Ken and I met when we were relatively neophyte journalism teachers at the University of Houston, circa 1980.  We were the young turks, not much older than the students themselves, and the only faculty who had bylines since WWII!  I was actually an adjunct, as I was a full-time magazine editor (for Houston City Magazine, at the time), but Ken was a full-fledged tenure-track prof.  I remember him handing me a thick manuscript back then for my input.  "What's this?" I wondered, as it was way too hefty to be a magazine article. When he told me it was a textbook about photojournalism, I laughed. Since when do kids write textbooks? Well, the joke was on me. It turned out to be not just any textbook, but the most widely used textbook in the field for the past 30+ years.  "Photojournalism: The Professionals' Approach" is now in its sixth revised edition -- and since the industry has changed so dramatically in that time, there's scarcely a word from the first edition that's survived all those revisions.

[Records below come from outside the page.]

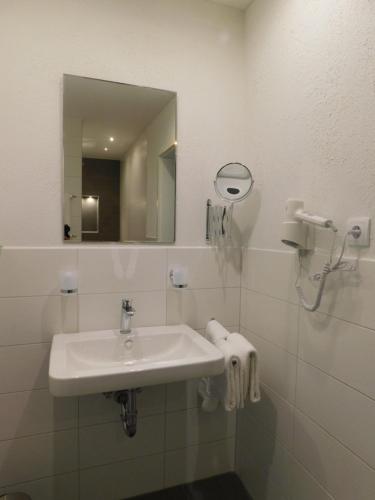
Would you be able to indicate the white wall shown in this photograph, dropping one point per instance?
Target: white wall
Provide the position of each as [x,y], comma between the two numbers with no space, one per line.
[193,47]
[310,71]
[310,79]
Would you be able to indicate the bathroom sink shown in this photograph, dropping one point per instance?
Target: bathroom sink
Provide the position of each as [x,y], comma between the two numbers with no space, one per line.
[103,361]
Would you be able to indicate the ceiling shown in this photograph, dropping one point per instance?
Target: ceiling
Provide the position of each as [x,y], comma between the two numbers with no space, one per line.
[239,4]
[109,109]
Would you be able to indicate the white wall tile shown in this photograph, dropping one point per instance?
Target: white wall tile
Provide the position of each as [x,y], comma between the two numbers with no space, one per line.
[349,295]
[341,349]
[32,271]
[193,426]
[24,367]
[198,462]
[122,479]
[262,462]
[182,395]
[105,443]
[207,267]
[35,412]
[197,307]
[277,367]
[34,457]
[122,269]
[271,273]
[274,412]
[60,487]
[103,311]
[338,470]
[26,320]
[96,409]
[304,486]
[344,412]
[273,319]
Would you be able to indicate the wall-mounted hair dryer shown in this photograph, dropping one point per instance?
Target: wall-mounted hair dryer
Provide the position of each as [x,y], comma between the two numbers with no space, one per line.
[295,228]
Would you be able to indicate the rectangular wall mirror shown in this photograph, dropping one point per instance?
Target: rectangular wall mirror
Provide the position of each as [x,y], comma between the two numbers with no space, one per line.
[119,162]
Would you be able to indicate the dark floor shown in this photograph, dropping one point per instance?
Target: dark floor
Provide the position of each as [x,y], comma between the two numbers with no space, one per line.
[224,487]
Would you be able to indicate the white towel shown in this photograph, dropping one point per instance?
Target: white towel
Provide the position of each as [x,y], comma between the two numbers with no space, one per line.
[215,331]
[249,369]
[240,380]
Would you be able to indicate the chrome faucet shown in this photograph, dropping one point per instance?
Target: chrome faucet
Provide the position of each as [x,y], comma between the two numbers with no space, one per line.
[127,312]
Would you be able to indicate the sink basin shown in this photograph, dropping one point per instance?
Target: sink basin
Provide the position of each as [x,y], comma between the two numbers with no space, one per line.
[104,361]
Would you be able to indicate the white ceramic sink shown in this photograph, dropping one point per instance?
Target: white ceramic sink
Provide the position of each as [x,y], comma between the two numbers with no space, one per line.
[103,361]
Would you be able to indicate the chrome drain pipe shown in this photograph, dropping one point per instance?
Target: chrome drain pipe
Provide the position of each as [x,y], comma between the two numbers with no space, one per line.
[127,399]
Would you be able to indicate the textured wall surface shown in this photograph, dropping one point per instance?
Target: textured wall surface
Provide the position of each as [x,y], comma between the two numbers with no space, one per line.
[311,73]
[310,79]
[193,47]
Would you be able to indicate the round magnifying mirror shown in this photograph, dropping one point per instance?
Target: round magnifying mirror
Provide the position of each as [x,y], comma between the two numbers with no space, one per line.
[233,182]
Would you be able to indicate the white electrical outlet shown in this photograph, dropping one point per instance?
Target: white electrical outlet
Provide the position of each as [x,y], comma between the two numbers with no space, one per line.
[360,228]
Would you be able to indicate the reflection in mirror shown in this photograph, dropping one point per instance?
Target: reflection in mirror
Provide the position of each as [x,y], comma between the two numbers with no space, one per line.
[119,148]
[233,182]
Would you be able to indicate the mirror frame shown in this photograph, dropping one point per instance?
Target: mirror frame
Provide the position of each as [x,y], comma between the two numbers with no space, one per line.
[128,242]
[247,192]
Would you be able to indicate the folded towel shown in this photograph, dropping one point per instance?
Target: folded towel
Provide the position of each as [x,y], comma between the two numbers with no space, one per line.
[240,380]
[215,331]
[228,384]
[210,399]
[249,370]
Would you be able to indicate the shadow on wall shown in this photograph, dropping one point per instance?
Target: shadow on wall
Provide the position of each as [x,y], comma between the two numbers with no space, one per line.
[263,462]
[244,220]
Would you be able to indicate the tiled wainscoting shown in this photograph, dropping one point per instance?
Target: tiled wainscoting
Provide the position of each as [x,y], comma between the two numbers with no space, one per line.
[312,436]
[74,448]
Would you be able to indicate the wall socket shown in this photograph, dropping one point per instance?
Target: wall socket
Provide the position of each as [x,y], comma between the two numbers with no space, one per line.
[361,231]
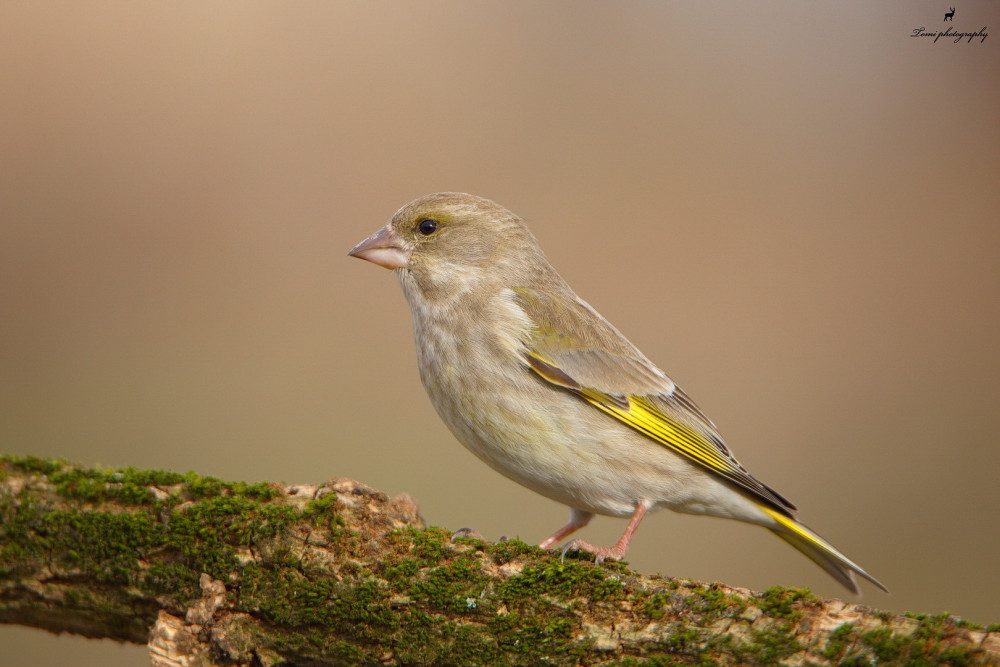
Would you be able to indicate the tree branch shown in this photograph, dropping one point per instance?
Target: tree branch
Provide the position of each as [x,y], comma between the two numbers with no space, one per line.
[209,572]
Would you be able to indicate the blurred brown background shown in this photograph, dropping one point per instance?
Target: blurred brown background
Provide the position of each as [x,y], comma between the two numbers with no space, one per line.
[791,207]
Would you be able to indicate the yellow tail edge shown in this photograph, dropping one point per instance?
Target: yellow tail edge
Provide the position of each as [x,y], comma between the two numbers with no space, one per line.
[821,552]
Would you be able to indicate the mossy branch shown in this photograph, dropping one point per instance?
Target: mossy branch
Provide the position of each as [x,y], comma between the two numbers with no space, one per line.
[217,573]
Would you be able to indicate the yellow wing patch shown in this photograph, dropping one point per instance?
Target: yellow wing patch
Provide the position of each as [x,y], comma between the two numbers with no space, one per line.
[642,414]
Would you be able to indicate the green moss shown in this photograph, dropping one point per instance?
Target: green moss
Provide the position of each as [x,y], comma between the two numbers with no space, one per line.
[655,606]
[509,550]
[563,579]
[779,602]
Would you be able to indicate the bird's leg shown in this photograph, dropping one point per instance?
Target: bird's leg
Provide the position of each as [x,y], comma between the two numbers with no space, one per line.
[577,519]
[618,551]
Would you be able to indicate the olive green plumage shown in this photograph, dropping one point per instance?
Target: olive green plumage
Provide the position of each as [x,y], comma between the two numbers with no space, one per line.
[538,385]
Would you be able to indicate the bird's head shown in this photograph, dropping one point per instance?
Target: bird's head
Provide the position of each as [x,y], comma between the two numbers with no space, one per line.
[449,242]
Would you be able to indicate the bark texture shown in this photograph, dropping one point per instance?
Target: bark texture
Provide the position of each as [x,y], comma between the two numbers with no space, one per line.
[208,572]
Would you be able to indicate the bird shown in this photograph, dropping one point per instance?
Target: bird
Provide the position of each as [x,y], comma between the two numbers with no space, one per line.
[537,384]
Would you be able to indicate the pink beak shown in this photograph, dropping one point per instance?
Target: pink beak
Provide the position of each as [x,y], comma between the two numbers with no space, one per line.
[383,248]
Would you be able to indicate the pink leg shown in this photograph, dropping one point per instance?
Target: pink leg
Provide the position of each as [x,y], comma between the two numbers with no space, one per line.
[577,519]
[618,551]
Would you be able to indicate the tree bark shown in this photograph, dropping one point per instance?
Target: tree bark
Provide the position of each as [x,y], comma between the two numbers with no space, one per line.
[208,572]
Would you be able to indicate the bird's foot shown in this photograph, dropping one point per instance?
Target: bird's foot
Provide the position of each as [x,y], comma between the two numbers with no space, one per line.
[601,554]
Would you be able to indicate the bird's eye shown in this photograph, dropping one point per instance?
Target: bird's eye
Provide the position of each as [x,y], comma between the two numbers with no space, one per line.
[427,226]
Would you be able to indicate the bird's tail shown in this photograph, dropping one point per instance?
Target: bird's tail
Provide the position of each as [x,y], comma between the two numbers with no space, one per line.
[819,550]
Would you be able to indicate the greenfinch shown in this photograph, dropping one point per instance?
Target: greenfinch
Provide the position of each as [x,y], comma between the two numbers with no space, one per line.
[537,384]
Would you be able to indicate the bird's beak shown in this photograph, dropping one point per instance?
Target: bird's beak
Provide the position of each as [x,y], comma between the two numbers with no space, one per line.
[384,248]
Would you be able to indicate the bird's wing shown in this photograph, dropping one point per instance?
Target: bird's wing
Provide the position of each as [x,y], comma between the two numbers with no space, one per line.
[576,349]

It was in this latest edition that Ken presciently added chapters on the burgeoning fields of Videojournalism and Multimedia Journalism (along with a DVD of his own short documentaries) -- and then expanded those chapters into yet another textbook, which debuts this month: "Videojournalism: Multimedia Storytelling," with contributions from many of the field's top practitioners. (I contributed a chapter on how to conduct video interviews.)

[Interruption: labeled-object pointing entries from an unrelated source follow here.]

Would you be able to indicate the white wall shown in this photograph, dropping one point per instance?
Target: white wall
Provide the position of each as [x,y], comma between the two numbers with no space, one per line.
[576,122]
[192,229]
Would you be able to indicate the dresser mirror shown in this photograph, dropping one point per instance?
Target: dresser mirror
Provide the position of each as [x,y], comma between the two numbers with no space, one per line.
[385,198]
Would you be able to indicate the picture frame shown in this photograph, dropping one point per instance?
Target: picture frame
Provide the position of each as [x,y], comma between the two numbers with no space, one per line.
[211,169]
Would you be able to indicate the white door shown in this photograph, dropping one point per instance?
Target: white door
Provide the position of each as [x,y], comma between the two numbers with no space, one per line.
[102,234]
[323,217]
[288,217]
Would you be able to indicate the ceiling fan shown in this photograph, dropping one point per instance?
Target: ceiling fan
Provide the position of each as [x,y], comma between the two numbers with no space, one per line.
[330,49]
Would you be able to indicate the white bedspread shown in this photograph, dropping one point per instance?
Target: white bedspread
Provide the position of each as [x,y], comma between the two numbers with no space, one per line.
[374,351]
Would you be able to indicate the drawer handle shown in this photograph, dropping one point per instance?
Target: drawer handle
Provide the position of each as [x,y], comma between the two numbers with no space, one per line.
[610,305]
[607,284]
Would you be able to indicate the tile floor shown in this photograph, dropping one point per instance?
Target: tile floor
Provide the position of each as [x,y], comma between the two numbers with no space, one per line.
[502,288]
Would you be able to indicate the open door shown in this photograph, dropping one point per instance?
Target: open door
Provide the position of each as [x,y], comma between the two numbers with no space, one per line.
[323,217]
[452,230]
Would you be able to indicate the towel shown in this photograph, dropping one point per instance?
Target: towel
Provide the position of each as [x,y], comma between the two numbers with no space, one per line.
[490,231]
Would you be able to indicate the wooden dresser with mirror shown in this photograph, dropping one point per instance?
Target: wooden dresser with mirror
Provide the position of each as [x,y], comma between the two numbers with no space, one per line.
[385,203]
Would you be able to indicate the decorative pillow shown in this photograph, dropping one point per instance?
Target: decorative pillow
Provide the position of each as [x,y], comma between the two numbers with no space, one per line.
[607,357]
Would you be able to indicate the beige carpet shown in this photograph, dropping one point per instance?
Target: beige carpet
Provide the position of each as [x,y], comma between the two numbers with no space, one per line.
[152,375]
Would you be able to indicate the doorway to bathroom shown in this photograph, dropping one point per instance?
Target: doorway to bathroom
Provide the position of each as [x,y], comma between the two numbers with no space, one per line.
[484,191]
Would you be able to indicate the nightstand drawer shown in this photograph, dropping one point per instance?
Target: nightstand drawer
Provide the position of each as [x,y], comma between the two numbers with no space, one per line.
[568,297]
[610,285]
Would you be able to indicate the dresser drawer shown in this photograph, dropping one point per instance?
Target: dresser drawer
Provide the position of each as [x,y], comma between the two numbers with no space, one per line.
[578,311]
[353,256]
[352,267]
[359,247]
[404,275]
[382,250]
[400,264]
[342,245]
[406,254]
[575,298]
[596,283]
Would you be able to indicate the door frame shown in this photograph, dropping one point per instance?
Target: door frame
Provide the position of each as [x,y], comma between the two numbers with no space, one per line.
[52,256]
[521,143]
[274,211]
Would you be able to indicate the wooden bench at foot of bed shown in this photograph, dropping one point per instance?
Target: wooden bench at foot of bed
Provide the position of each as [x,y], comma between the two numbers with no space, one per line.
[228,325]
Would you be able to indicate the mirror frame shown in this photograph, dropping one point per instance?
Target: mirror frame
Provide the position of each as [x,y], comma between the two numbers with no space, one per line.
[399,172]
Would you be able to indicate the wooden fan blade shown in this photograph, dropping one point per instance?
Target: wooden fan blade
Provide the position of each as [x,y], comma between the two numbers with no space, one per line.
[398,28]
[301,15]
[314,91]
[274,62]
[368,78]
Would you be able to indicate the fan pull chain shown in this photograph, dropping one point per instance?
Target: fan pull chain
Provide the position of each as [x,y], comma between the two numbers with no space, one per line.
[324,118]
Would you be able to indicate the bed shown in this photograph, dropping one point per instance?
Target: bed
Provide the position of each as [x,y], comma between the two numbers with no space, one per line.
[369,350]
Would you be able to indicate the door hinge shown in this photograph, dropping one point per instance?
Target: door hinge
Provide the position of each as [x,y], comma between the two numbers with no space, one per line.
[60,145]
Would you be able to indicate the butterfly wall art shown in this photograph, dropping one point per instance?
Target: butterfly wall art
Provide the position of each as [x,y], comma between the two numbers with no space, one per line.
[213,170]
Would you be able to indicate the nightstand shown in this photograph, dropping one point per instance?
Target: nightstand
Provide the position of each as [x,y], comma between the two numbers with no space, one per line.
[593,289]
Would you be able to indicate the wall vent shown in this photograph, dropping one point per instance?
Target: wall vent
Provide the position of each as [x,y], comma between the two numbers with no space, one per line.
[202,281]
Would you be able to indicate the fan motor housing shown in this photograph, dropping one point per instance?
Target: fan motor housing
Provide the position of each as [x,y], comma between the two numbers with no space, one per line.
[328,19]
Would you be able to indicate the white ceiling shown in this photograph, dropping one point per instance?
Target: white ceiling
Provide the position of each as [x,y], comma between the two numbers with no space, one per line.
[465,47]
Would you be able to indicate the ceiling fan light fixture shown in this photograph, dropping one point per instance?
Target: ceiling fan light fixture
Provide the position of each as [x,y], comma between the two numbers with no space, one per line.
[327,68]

So now I'll be on my way to Ljubljana, Slovenia in mid-March to help spread the good word to a country for whom a free press is still a relatively new concept. During my travels (which will include Maribor and Sezana),  I'll use this blog to record my thoughts and impressions of the people I meet, and the ideas we exchange.  I look forward to learning as much  from my European counterparts as I hope they do from me.

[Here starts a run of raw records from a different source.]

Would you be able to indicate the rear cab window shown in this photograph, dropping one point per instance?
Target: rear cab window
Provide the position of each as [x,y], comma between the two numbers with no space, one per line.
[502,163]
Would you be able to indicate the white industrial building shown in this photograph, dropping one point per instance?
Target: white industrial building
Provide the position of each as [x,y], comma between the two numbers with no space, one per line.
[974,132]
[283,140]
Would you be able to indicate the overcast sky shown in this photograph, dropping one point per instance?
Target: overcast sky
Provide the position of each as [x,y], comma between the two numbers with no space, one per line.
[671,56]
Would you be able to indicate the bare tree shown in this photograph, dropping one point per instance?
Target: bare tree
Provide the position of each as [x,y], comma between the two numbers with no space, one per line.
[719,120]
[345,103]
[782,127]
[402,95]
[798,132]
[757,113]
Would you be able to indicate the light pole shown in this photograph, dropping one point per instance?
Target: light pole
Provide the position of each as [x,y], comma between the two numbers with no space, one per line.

I am especially indebted to Barbara Jakse Jersic (left), who is graciously undertaking the gargantuan task of coordinating this massive project, and rounding up  audiences and preparing  venues to make it possible for me to take my show on the road.

To help prepare, I'm peeking at the Websites for Slovenian newspapers and TV news programs (and running them through Google Translator, so I can at least get the gist).  I've compiled all these various links into a Storify page, so feel free to follow along.

 I've also bookmarked a site that translates "Useful Slovenian Phrases" into English -- hello, goodbye, please, thank you, and, inexplicably (though I'm not eager to discover the explanation), "My hovercraft is full of eels."  (Moje vozilo na zračni blazini je polno jegulj, in case you're wondering.)  Fortunately, Barbara's English is terrific, so I know I'll get by just fine in her company.


In the weeks ahead, I will share some more about my journalism background, insights into the content of my workshops, and more stories about Ken Kobre's life and career. (Did you know that he is the inventor of the Lightscoop, that inexpensive DSLR camera attachment that's the best thing that ever happened to flash photography? That's an amazing story in itself!)  Once I am in Slovenia, you can follow me around as I record my adventures and interactions (including photos and video).  And I'll do my darnedest to keep those eels out of my hovercraft!